CL11

The last million years of our climate: EPICA session on paleorecords and modelling (including Hans Oeschger Medal Lecture)
Convener: H. Fischer  | Co-Convener: E. Wolff 
Oral Programme
 / Thu, 23 Apr, 08:30–12:00  / 13:30–15:00  / Room 13
Poster Programme
 / Attendance Thu, 23 Apr, 17:30–19:00  / Halls X/Y

The recovery of the high resolution EPICA ice core records from two sites in East Antarctica opened up a new perspective on centennial to orbital climate variability and its potential forcings over close to one million years. Among others it gave a more detailed insight into bipolar teleconnections and changes in atmospheric greenhouse concentrations.

Authoritative interpretation of the controlling processes and especially the differences in the last amplitude of past interglacials requires an integrative approach including other climate archives as well as coupled climate models.

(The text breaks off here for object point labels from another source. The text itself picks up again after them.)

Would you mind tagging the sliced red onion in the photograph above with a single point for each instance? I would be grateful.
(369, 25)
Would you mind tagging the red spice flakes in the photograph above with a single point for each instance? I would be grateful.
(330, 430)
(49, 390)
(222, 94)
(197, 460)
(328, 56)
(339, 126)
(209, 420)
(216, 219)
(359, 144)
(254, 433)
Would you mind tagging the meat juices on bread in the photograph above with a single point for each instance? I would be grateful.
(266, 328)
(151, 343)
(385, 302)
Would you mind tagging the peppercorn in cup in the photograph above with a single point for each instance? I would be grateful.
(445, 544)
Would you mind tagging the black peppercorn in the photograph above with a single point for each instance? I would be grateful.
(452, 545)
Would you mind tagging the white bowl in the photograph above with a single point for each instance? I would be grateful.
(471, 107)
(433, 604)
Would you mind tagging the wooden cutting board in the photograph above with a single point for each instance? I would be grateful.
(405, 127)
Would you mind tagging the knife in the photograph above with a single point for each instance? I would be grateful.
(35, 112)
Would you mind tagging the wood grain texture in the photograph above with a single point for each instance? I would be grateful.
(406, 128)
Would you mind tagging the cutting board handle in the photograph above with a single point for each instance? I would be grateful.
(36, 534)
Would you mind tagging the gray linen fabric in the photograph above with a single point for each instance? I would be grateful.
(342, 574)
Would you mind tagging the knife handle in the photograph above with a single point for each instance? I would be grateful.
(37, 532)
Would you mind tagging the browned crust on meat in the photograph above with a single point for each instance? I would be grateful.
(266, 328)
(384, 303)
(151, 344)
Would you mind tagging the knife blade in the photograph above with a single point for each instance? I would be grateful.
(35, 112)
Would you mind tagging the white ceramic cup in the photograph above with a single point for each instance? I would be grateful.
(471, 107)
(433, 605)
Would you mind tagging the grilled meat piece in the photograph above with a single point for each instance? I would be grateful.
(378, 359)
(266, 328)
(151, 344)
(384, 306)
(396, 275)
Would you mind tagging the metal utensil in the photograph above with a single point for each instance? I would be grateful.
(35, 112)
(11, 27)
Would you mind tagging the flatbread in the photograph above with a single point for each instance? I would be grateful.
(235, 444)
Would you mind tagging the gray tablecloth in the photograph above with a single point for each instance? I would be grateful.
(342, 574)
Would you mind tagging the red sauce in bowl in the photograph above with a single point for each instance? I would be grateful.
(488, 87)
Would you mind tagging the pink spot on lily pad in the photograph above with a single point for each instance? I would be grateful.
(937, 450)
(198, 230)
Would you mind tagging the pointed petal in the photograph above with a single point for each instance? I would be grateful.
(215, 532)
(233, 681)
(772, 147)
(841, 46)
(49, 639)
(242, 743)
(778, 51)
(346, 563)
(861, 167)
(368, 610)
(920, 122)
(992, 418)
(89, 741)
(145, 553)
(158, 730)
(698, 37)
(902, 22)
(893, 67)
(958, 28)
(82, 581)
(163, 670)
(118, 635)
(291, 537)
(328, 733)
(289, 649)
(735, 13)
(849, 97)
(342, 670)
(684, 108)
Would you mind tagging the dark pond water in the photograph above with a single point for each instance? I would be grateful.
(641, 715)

Accordingly, this session aims to use the EPICA cores, marine counterparts of similar age (including those from the EU project EPICA-MIS) and other suitable climate archives as well as climate model experiments, as a spur to greater understanding of the Earth System's behavior during the last million years. Among the many topics to be covered are insights into the bipolar coupling, the processes controlling atmospheric greenhouses gases, the differences in the last interglacials as well as the shift from a 40 ka to a 100 ka world in the late Pleistocene.